Supreme Court upholds CFPB’s constitutionality, reversing lower court

Justices rule that agency's funding mechanism doesn't violate Appropriations Clause

The Supreme Court on Thursday ruled that the funding structure of the Consumer Financial Protection Bureau (CFPB) does not violate the U.S. Constitution, reversing a decision by a lower court and keeping the federal watchdog agency intact.

Justices voted 7-2 in favor of the CFPB’s constitutionality, with Clarence Thomas writing the majority opinion. In doing so, Thomas split with dissenting judges and fellow conservative justices Samuel Alito and Neil Gorsuch.

The CFPB was authorized by the Dodd-Frank Act after the Global Financial Crisis as an independent agency to regulate depositories, mortgages, auto loans, credit cards and other types of consumer lending. At issue was the fact that the CFPB is funded directly by fees collected by the Federal Reserve, rather than via Congressional budgeting.

A trade group of payday lenders (many of which have been hit with billions in fines from the CFPB) sued in 2017 to have years of CFPB actions declared unconstitutional because of that funding structure, arguing that it violated the Constitution’s Appropriations Clause. That clause states that “no money shall be withdrawn from the Treasury, but in Consequence of Appropriations made by Law.”

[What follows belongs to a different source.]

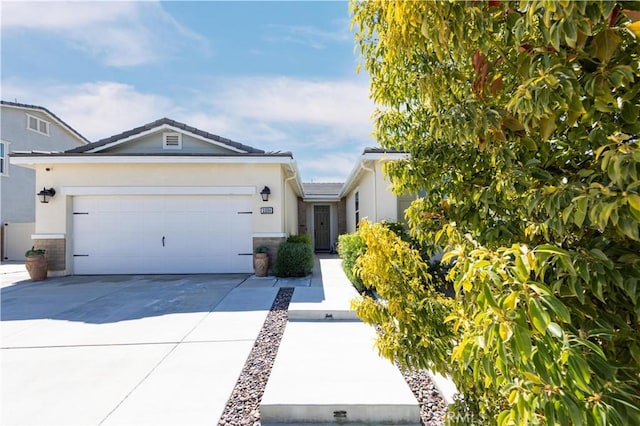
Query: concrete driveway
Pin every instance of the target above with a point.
(126, 349)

In a landmark ruling last year, the right-dominated 5th U.S. Circuit Court of Appeals agreed, leading to an appeal to the high court. But even with the Supreme Court’s current heavily conservative lean, this particular challenge to the CFPB — a frequent target of Republicans — was reversed.

“In addition to vesting the Bureau with sweeping authority, Congress shielded the Bureau from the influence of the political branches,” wrote Thomas in his opinion.

Thomas expounded on why the CFPB’s funding mechanism was not in violation of the Appropriations Clause further in the text.

“Under the Appropriations Clause, an appropriation is simply a law that authorizes expenditures from a specified source of public money for designated purposes,” Thomas wrote. “The statute that provides the Bureau’s funding meets these requirements.”

The Supreme Court’s decision was foreshadowed by arguments made in October last year, when the federal government asserted before the justices that many government agencies (like the Federal Deposit Insurance Corporation and the Postal Service, for example) operate with funding structures outside of Congress’ budget process. Several judges expressed skepticism then, with Justice Amy Coney Barrett noting that the Appropriations Clause did not impose any specific limits argued for within the payday lenders’ suit.

The CFPB issued a statement lauding the Supreme Court’s decision as “a resounding victory for American families and honest businesses alike, ensuring that consumers are protected from predatory corporations and that markets are fair, transparent, and competitive.

“This ruling upholds the fact that the CFPB’s funding structure is not novel or unusual, but in fact an essential part of the nation’s financial regulatory system, providing stability and continuity for the agencies and the system as a whole.”

Bob Broeksmit, president and CEO of the Mortgage Bankers Association (MBA), expressed relief that the decision prevented further upheaval within residential lending.

“MBA is relieved that the Supreme Court avoided a ruling that would have disrupted the housing and mortgage markets and harmed the economy and consumers. While we frequently disagree with the Bureau on how they interpret or enforce particular rules, a decision that would have invalidated the Bureaus’ previous rules could have had severe consequences for single-family and multifamily mortgage markets.”